Thursday 4 May 2023

So anyway, it's Thursday

 

The only remarkable thing about this report is that the photo of the unfortunate - and prophetically nicknamed - Stumpy shows him proudly holding a fish that is not, for once, a barramundi. Honestly, you'd think barramundi are the only fish they have in Australia - in the sea, in rivers, on the menu. But that's by the by. What this story really reminded me of was my Cape York trip way back in 2006, before this blog began.

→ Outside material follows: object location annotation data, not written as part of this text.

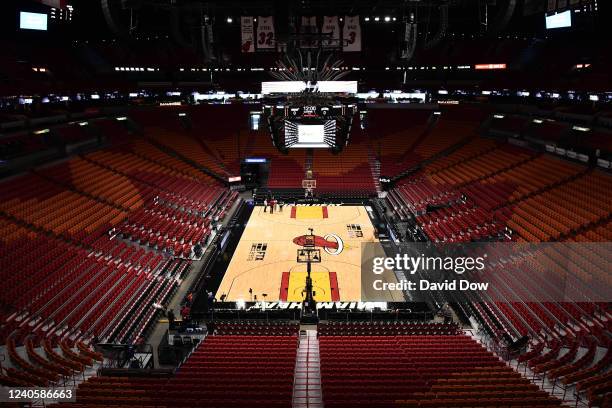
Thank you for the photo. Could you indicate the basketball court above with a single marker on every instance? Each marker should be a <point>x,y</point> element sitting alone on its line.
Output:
<point>265,259</point>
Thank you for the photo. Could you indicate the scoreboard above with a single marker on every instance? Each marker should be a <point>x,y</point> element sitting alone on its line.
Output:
<point>310,125</point>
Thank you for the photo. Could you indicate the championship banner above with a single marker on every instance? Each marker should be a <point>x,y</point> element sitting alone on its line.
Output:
<point>351,34</point>
<point>330,25</point>
<point>265,33</point>
<point>308,26</point>
<point>54,3</point>
<point>246,28</point>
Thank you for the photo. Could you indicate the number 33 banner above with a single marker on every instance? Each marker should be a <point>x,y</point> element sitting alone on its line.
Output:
<point>351,34</point>
<point>265,33</point>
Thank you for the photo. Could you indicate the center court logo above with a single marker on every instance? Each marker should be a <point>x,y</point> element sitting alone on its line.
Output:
<point>331,243</point>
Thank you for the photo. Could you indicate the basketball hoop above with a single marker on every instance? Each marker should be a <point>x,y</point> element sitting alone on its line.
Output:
<point>309,184</point>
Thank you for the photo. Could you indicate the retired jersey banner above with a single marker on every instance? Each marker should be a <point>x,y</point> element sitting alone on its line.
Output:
<point>265,33</point>
<point>351,34</point>
<point>246,28</point>
<point>54,3</point>
<point>309,26</point>
<point>331,26</point>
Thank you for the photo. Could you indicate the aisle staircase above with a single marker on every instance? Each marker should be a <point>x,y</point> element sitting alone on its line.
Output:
<point>375,169</point>
<point>307,382</point>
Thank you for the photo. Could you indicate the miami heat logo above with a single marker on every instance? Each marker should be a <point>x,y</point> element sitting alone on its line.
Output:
<point>331,243</point>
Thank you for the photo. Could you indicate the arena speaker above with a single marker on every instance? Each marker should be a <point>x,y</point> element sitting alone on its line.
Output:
<point>442,28</point>
<point>503,17</point>
<point>107,9</point>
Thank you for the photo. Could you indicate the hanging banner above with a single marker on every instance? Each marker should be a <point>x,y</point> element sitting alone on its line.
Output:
<point>331,26</point>
<point>309,26</point>
<point>265,33</point>
<point>246,28</point>
<point>351,34</point>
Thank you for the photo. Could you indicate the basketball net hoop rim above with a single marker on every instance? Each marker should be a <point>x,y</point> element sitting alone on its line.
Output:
<point>309,184</point>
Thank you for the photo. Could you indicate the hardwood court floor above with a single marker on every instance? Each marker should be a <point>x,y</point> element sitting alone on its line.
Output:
<point>265,259</point>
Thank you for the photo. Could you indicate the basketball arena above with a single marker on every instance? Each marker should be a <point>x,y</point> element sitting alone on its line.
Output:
<point>313,204</point>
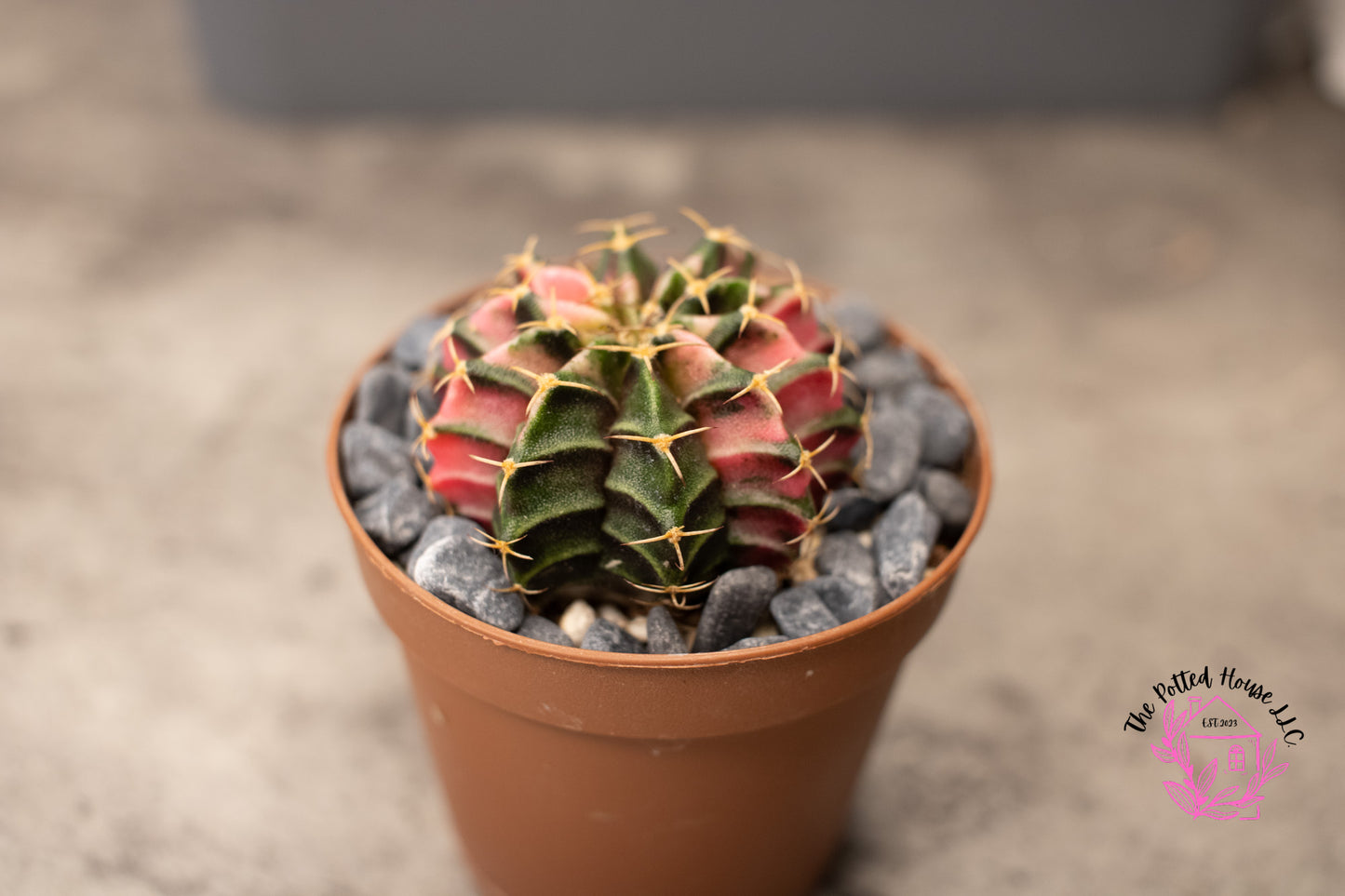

It was exciting to be invited because, like most people, including Australians, I'd never been to this bit of Oz before. It turned out to be a proper expedition. It started in Cairns with a flight to Horn Island, one of the Torres Strait islands, from where we chugged on a ferry to Thursday Island, naturally - this is Australia - known as TI, the smallest in the group. It was unimaginatively named by Capt. Bligh for the day he sailed past it, but some have called it Thirsty Island because it had no reliable water source. During WW2, the soldiers garrisoned there were allowed only a pint of water each a day. Ten degrees from the equator!
It's a quiet place, mostly because everyone is driven indoors for the air con. It's had a lively past, though. There's a fort built in 1892 on top of a hill, with big guns installed to repel a Russian invasion (which never came). A test shot landed in the schoolyard of a neighbouring island - at lunchtime. In the cemetery are 700 graves of Japanese pearl-divers, who actually dived for the shell rather than the 1:1000 chance of a pearl. It was the main industry in northern Australia for about 60 years until the invention of plastic for buttons. TI also claims the world's smallest cathedral, a cute wooden building with excellent stained-glass windows memorialising even more tragic events. Most notable was the sinking in 1890 of the RMS Quetta, which hit an uncharted rock and sank in five minutes, drowning almost half of the 292 people on board, mostly British migrants.
The crocs probably couldn't believe their luck. Estuarine, or salt-water crocodiles - aka salties - rule the waters here, and there are graphic warning notices right across northern Australia wherever people are likely to be tempted for a dip. Wandering around TI's little town, I ended up on the beach and watched with interest as a couple of burly workmen stripped to their grunds and took a tentative splash in the shallows. Later, when we started our week-long tour down from the tip of Cape York back to Cairns, our laid-back guide got very insistent on beach strolls - "Please, please, please stay away from the water!"

But people, even old hands like Stumpy, get careless all the time, and the crocs are always there, waiting.